The extent of the devastation became apparent in Serbia too, as waters receded in some of the worst-hit areas to reveal homes toppled or submerged in mud, trees felled and villages strewn with the rotting corpses of livestock.
The regional death toll reached more than 40, after the heaviest rainfall since records began 120 years ago caused rivers to burst their banks and triggered hundreds of landslides.
"The consequences ... are terrifying," Bosnian Foreign Minister Zlatko Lagumdzija told a news conference. "The physical destruction is not less than the destruction caused by the war."
Lagumdzija said more than 100,000 houses and other buildings in Bosnia were no longer fit to use and that over a million people had been cut off from clean water supplies.
"During the war, many people lost everything," he said. "Today, again they have nothing."
His remarks threw into sharp relief the extent of the challenge now facing the cash-strapped governments of both Bosnia and Serbia.
Serbian Prime Minister Aleksandar Vucic said the cost in Serbia would run to hundreds of millions of euros. President Tomislav Nikolic appealed for outside aid.
"We expect huge support, because not many countries have experienced such a catastrophe," he said.
Even as the crisis eased in some areas, a new flood wave from the swollen River Sava threatened others, notably Serbia's largest power plant, the Nikola Tesla complex, 30 km (18 miles) southwest of the capital Belgrade.
In Bosnia, Assistant Security Minister Samir Agic told Reuters that up to 35,000 people had been evacuated by helicopter, boat and truck. As many as 500,000 had left their homes of their own accord, he said, in the kind of human displacement not seen since more than a million were driven out by ethnic cleansing in the Bosnian war two decades ago.
POWER PLANT
At least 25,000 people have been evacuated in Serbia, but many more are believed to have fled the flooding.

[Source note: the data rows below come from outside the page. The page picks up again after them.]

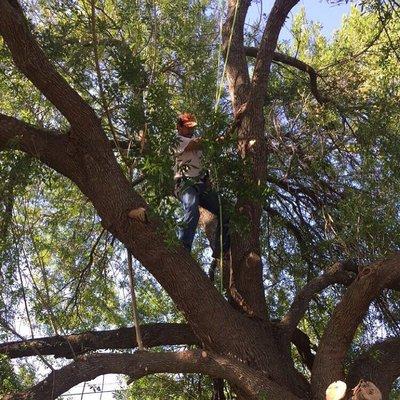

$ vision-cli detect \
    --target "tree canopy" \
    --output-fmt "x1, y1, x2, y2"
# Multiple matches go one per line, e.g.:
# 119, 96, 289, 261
0, 0, 400, 400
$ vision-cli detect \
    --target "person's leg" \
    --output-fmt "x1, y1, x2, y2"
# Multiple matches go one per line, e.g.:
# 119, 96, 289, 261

Hundreds of volunteers in the Serbian capital filled sandbags and stacked them along the banks of the Sava. Police issued an appeal for more bags.
Soldiers and energy workers toiled through the night to build barriers of sandbags to keep the water back from the Nikola Tesla complex and from the coal-fired Kostolac power plant, east of Belgrade.
Djina Trisovic, a union spokeswoman at Serbia's EPS power utility, said some workers at the Nikola Tesla plant had worked three days with barely a break because relief teams could not reach the plant.
"The plant should be safe now," she told Reuters. "We've done all we could. Now it's in the hands of God."
The plant provides roughly half of Serbia's electricity. Parts of it had already been shut down as a precaution, but it would have to be powered down completely if the waters breached the defences.
Flooding had already caused considerable damage, estimated by the government at over 100 million euros ($140 million), to the Kolubara coal mine that supplies the plant.
Authorities in Bosnia issued a fresh warning about the danger of landmines left over from the war and now dislodged by the flooding.
In the north Bosnian region of Maglaj, barely a single house was left untouched by the waters, which receded to leave a tide of mud and debris.
In the village of Donja Polja, where Muslim Bosniaks returned in 1995 to homes burned or shelled during the war, Hatidza Muhic swept the mud from the hallway of her house. Dark lines on the walls indicated the water had reached some 3 metres high.
"I thought the war was as bad as it can get, but it can get worse," Muhic said. "I just pray to God that we can save our minds, because first we were hit by the war, and now this."